Endovascular management of hemosuccus pancreaticus, a rare case report of gastrointestinal bleedingopen access
- Authors
- Sul, Hye Ryoung; Lee, Hyun Woong; Kim, Jeong Wook; Cha, Sung Jae; Choi, Yoo Shin; Kim, Gi Hyeon; Kwak, Byung Kook
- Issue Date
- Jan-2016
- Publisher
- BIOMED CENTRAL LTD
- Keywords
- Hemosuccus pancreaticus; Aneurysm; Splenic artery; Stent
- Citation
- BMC GASTROENTEROLOGY, v.16, no.1
- Journal Title
- BMC GASTROENTEROLOGY
- Volume
- 16
- Number
- 1
- URI
- https://scholarworks.bwise.kr/cau/handle/2019.sw.cau/7373
- DOI
- 10.1186/s12876-016-0418-3
- ISSN
- 1471-230X
- Abstract
- Background: Hemorrhage from the pancreatic duct, or hemosuccus pancreaticus ( HP), is an unusual cause of intermittent gastrointestinal bleeding. HP is most often diagnosed in patients with chronic pancreatitis, and is usually due to the rupture of an aneurysm in the splenic artery. The traditional treatment for HP is surgery, although most cases can be managed by angioembolization. Case Presentation: We present a case of HP in a patient with no history or evidence of chronic pancreatitis.

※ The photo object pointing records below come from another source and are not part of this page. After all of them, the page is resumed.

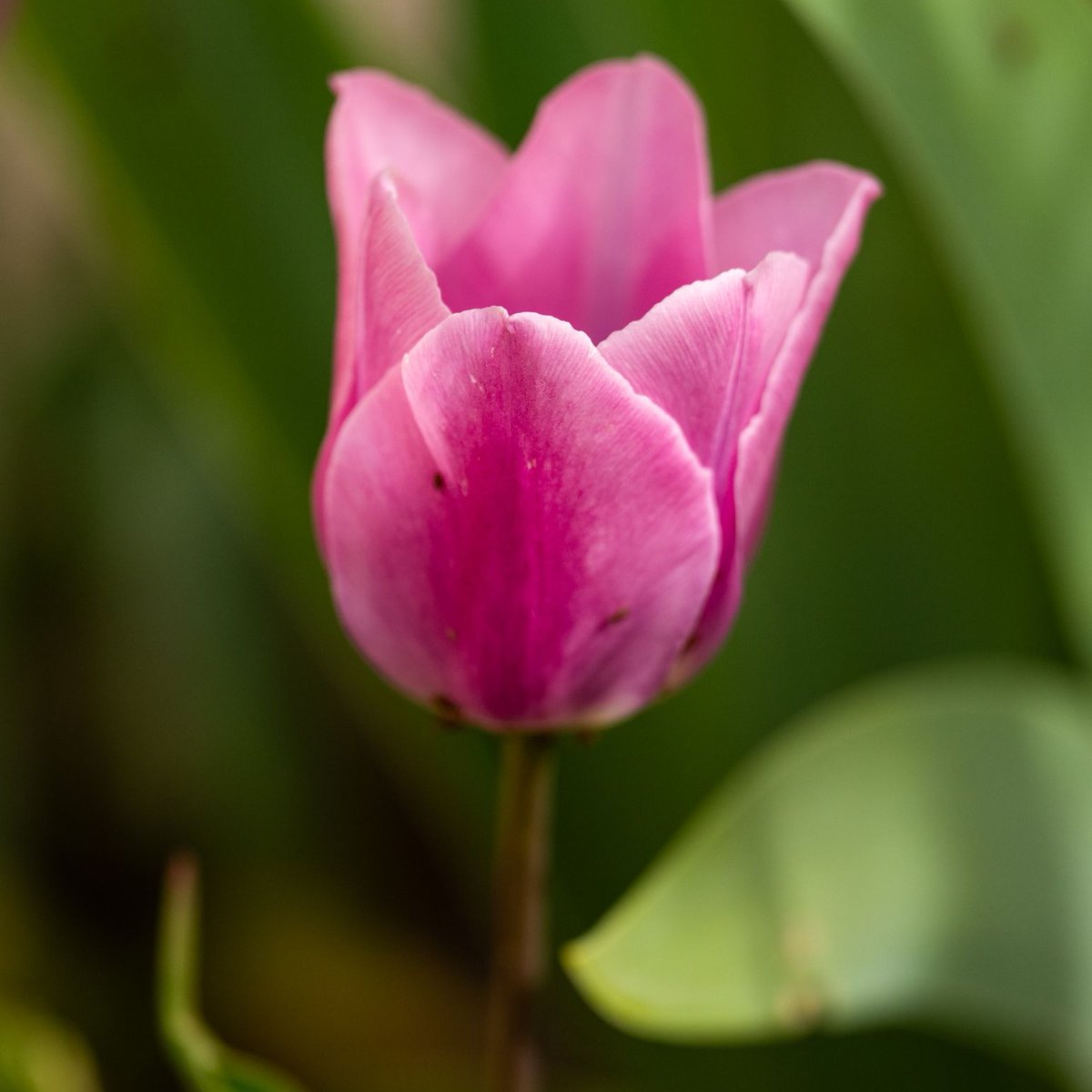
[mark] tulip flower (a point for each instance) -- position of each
(561, 380)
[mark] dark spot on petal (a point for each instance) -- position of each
(621, 615)
(448, 714)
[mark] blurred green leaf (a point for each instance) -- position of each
(915, 850)
(987, 104)
(37, 1054)
(205, 124)
(205, 1064)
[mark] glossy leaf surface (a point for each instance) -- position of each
(917, 850)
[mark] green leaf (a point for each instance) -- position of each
(205, 1064)
(37, 1054)
(986, 103)
(918, 849)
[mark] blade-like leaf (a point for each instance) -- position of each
(39, 1055)
(987, 104)
(918, 850)
(202, 1062)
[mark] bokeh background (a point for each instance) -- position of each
(170, 670)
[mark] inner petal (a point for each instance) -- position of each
(605, 207)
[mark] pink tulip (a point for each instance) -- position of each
(561, 379)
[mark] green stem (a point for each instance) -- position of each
(523, 824)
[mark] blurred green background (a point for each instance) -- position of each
(170, 670)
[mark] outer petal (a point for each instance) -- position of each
(396, 301)
(605, 207)
(816, 211)
(445, 169)
(704, 354)
(513, 532)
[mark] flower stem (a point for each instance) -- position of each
(523, 824)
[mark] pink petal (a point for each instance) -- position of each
(396, 303)
(443, 169)
(605, 207)
(704, 355)
(513, 532)
(817, 211)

Repeated endoscopy revealed fresh bleeding from the papilla of Vater. Angiography revealed an aneurysm of the splenic artery, which was the suspected cause of the intermittent bleeding from the pancreatic duct. Angiography demonstrated extravasation of contrast from the aneurysm. A peripheral Jostent stent-graft was hand-mounted on an angioplasty balloon and then inserted into the aneurysm. Arteriography revealed successful occlusion of the aneurysm with the stent-graft. No recurrent gastrointestinal bleeding was observed during the five years follow-up periods. Conclusion: HP should be included in the differential diagnosis of intermittent gastrointestinal bleeding in patients with histories of chronic alcoholism, even when they do not have a history of chronic pancreatitis. We recommend an interventional procedure with a metal stent for the initial treatment of HP.